When asked who is best at discussing mental health, 87 percent of Gen Zers chose themselves, while the majority of Millennials agreed – 59 percent of Millennials felt Gen Z was the best at discussing mental health. There's a generational pride in this openness. Digital mental health tools see the highest engagement from Gen Z, with 22 percent of the generation using these programs compared to just 15 percent of Gen X and Baby Boomers. What older generations read as oversharing or fragility, Gen Z tends to frame as simple practicality – taking care of the mind the same way you'd take care of the body.
Trusting Strangers on TikTok More Than Traditional Institutions
Trusting Strangers on TikTok More Than Traditional Institutions (Image Credits: Pexels)
One of the stranger cultural realities of the past few years is that a 19-year-old with a ring light can carry more influence over Gen Z purchasing, voting, or health decisions than a doctor, a bank, or a news anchor. Around 97 percent of Gen Z uses social media as their main source of shopping inspiration, and the pull of peer-driven, creator-led content runs deeper than pure commerce. Gen Z has the lowest institutional trust of any generation, according to Deloitte – a fact that alarms educators, health authorities, and financial institutions in equal measure.
Over half of Gen Z trust recommendations made by influencers more than brand advertisements. That's not irrational on its face – traditional advertising is openly persuasive, while a creator's review can feel more honest. Gen Z trusts the real-life experiences of other consumers more than brand marketing, and around four in five say they trust online reviews as much as personal recommendations. The concern older generations have is less about the trust itself and more about the verification – there's rarely a governing body checking whether the advice holds up.
Normalizing a Non-Linear Life Path – No Marriage, No Mortgage, No Rush
Normalizing a Non-Linear Life Path – No Marriage, No Mortgage, No Rush (Image Credits: Pexels)
Previous generations largely followed a familiar sequence: education, steady job, marriage, home ownership, children. Gen Z is dismantling that conveyor belt piece by piece – not always by choice, but increasingly by preference as well. The 2026 Ipsos Generations Report finds that while six in ten Gen Z still expect one day to own their own home and more than half expect to get married, longstanding demographic changes and developing economic stresses are disrupting the traditional life cycle. The aspirations are there, but the timeline has stretched dramatically.

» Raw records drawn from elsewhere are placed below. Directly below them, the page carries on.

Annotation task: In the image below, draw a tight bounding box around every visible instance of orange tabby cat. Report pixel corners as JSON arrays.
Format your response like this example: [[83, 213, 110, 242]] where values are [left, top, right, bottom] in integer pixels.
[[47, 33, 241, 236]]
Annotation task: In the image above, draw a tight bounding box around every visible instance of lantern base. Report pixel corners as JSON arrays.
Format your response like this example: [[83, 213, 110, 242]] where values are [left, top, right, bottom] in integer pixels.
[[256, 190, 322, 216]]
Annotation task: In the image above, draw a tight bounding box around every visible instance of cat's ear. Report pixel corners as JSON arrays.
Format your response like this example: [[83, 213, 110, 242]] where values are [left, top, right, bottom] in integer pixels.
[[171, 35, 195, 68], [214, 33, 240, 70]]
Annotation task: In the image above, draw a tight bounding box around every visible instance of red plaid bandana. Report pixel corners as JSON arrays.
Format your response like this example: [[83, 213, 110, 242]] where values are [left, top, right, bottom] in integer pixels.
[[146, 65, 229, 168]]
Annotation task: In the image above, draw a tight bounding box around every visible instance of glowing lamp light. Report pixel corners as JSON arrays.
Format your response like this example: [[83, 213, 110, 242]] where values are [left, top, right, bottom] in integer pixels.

Many Gen Zers say they feel that older Americans fail to understand their struggles – particularly how much harder life is economically for Gen Zers than it was for their parents and grandparents at the same age. The delay isn't purely financial, though. Around two in three Gen Z workers prefer hybrid work as their ideal situation, and many describe traditional career ladders as an outdated model for their circumstances. Shaped by a global pandemic, economic instability, and relentless digital comparison, Gen Z is confronting unprecedented challenges – while also actively seeking solutions, turning to therapy, prioritizing well-being, and redefining what career success even means.
What looks to older generations like drift or avoidance often reflects something more deliberate: a generation rewriting the terms of adulthood in real time, using the tools and information available to them, and refusing to pretend the old playbook still applies. Whether that unsettles or inspires may depend less on age than on how closely you're paying attention.